Malgré l’adoption de la loi 15-13 relative aux activités et au marché du livre publiée au “Journal officiel” du 19 juillet 2015, le chemin est encore long pour évoquer, aujourd’hui, une véritable politique du livre qui permet de créer une industrie ou encore de rendre la lecture accessible à tous.
Le secteur du livre en Algérie pâtit de bon nombre de problèmes ayant lourdement impacté la chaîne du livre, et ce, même avant l’apparition de la pandémie de coronavirus.
Parmi les difficultés auxquelles font face imprimeurs, éditeurs et libraires, on retrouve, notamment, la pénurie de papier, les taxes et le problème d’importation. Malgré l’adoption de la loi 15-13 relative aux activités et au marché du livre, publiée au Journal officiel du 19 juillet 2015, le chemin est encore long pour évoquer, aujourd’hui, une véritable politique du livre qui permette la création d’une industrie ou encore de rendre la lecture accessible à tous.
Sur ces questions, à savoir peut-on évoquer aujourd'hui l'existence d'une politique du livre en Algérie ? Et quel est l'impact de la loi 15-13 sur ce secteur ? Deux éditeurs ont bien voulu répondre à cette problématique qui reste complexe pour les professionnels du milieu.

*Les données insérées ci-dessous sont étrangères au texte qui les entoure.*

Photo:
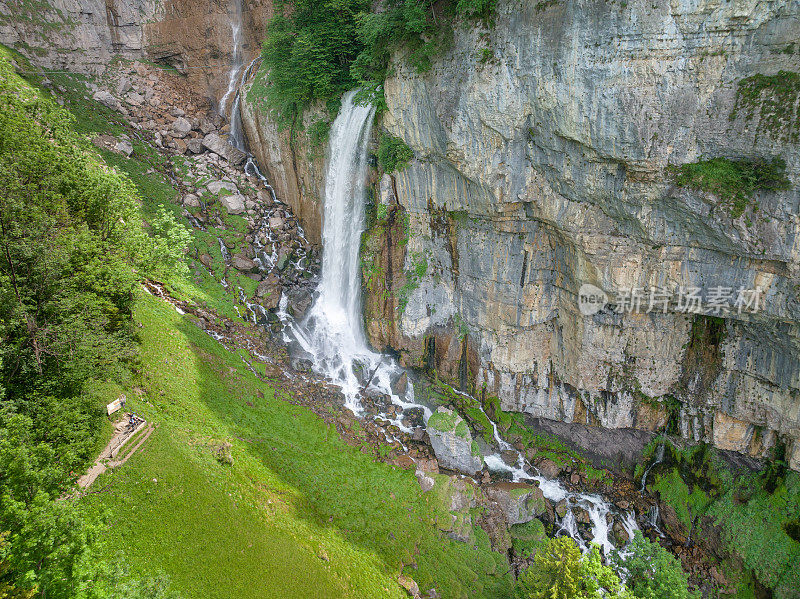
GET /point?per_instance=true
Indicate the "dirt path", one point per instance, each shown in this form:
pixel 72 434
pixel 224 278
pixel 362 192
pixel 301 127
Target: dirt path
pixel 122 435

L’éditrice Samia Zennadi (éditions Apic) déclare : “Quand on parle de l’existence d’une politique du livre dans un pays du Sud, généralement encore dépendant par la langue, l’actualité livresque et l’économie des centres d’éditions des anciennes métropoles, cela sous-entend que le pays en question a réagi à l’action interventionniste économique et culturelle de l’étranger.”

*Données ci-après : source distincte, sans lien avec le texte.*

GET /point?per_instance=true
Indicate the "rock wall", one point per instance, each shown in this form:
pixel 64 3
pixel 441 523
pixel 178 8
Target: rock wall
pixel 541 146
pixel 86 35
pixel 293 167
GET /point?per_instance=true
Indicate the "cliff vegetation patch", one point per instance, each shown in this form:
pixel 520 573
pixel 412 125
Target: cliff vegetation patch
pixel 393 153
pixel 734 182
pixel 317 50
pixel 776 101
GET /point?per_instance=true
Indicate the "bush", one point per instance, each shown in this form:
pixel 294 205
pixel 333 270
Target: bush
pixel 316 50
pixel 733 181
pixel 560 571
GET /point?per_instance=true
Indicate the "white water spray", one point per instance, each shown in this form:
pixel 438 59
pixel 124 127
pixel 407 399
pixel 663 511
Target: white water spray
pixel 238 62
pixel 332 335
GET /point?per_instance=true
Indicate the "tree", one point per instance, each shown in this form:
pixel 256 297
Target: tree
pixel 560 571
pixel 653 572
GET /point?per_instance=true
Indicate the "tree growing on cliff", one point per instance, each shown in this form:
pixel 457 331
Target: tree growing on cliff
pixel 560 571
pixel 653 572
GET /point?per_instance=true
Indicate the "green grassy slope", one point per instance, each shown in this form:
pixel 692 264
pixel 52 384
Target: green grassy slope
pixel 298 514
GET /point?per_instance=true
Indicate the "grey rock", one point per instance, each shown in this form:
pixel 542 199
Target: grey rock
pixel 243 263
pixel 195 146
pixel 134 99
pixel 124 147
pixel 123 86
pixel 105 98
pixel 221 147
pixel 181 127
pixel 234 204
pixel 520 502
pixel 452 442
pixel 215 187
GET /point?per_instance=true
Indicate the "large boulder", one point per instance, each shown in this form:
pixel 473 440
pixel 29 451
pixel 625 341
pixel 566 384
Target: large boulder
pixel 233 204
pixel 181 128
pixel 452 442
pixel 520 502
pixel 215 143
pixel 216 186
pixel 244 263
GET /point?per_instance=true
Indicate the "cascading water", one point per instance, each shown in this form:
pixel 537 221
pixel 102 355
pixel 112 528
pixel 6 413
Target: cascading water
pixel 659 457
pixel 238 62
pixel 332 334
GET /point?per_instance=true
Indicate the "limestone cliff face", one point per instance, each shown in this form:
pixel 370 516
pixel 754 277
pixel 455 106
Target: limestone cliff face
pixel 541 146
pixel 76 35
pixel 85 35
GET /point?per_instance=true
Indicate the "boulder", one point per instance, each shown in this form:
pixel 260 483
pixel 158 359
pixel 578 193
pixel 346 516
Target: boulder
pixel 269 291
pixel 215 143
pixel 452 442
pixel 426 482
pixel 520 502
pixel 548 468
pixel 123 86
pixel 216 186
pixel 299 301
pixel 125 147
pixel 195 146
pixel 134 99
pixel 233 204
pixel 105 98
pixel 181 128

Et d’ajouter : “On a décidé de la contenir par l’élaboration d’un plan global d’intervention qui permettra à l’État de renforcer son rôle dans la culture, l’éducation et le livre dans la perspective d’offrir au pays la possibilité d’accéder à une plus grande indépendance sur le plan scientifique, théorique, technique, culturel et même industriel.”

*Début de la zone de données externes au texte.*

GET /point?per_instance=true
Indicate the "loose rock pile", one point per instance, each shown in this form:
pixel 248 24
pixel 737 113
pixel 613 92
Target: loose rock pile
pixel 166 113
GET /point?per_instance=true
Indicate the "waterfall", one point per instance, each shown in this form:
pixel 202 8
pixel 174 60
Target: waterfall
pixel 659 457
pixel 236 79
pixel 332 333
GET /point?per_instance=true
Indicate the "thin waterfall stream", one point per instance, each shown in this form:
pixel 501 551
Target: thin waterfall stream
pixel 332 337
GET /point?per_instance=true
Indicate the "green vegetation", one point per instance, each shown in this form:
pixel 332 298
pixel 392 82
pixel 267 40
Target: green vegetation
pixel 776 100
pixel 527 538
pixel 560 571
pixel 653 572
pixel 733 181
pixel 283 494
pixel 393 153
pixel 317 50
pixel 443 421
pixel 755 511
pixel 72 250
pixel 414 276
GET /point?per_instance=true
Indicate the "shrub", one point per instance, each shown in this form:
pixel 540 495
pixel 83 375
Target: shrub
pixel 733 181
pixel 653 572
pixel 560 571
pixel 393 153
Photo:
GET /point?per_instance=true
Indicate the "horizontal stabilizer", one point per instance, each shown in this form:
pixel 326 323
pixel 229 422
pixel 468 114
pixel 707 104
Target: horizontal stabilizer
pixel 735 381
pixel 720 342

Sur ce point, l’éditrice a appuyé son propos en soulignant que l’impact positif sur le secteur de l’édition nationale sera “progressivement visible” et permettra de “confirmer” le rôle de l’éditeur et du libraire en tant que diffuseur culturel. Et pour sa réussite, elle estime que “la loi du livre, étayée par des études sérieuses basées sur des données multisectorielles réelles (diagnostic, enquêtes, rapports, statistiques, pronostic…) et répondant à cette projection d’avenir, devrait garantir l’aboutissement des stratégies et des actions mises en place et menées par l’État en matière de livre et de lecture”.
Concernant la situation en Algérie, pour Samia Zennadi qui exerce cette profession depuis deux décennies, des manifestations, telles que des festivals ou capitales, organisés par l’État par le biais du ministère de la Culture, ne sont pas “intégrées dans la vision globale de la construction d’un projet souverain, seule alternative pour la transformation d’une économie consommatrice en une économie créatrice de richesses, et ce, malgré l’existence de structures telles que la Direction du livre et de la lecture publique ou le Centre national du livre”.
“Notre dépendance aux intrants de l’imprimerie pour ne parler que de cette activité liée à l’édition (papier, encre, colle, machines…) est toujours d’actualité, le tissu des librairies s’est encore appauvri, les tirages de livres sont de plus en plus coûteux et réduits”, regrette-t-elle.
Au sujet de la loi du livre, elle indique qu’“elle n’est pas accompagnée par des mécanismes qui assurent la protection de l’édition nationale”, même si elle fait référence aux projets d’ouverture de bibliothèques et de librairies à travers tout le territoire national. Et l’éditrice de marteler : “Le ministère de la Culture, qui multiplie les appels aux investisseurs, devrait tenir compte du fait que les ‘vrais éditeurs’ sont également des investisseurs et des acteurs économiques.”
Pour sa part, Arezki Aït Larbi des éditions Koukou a rappelé que “le livre n'a pas échappé à la ‘sinistrose ambiante’, et la filière est à ‘l'agonie’”. Pour l’éditeur, “les rares librairies qui ont survécu à la vague des fast-foods sont en train de fermer les unes après les autres. La dernière en date est la librairie Alloula d'Oran, inaugurée en 2019, qui vient de mettre la clé sous le paillasson”, regrette-t-il.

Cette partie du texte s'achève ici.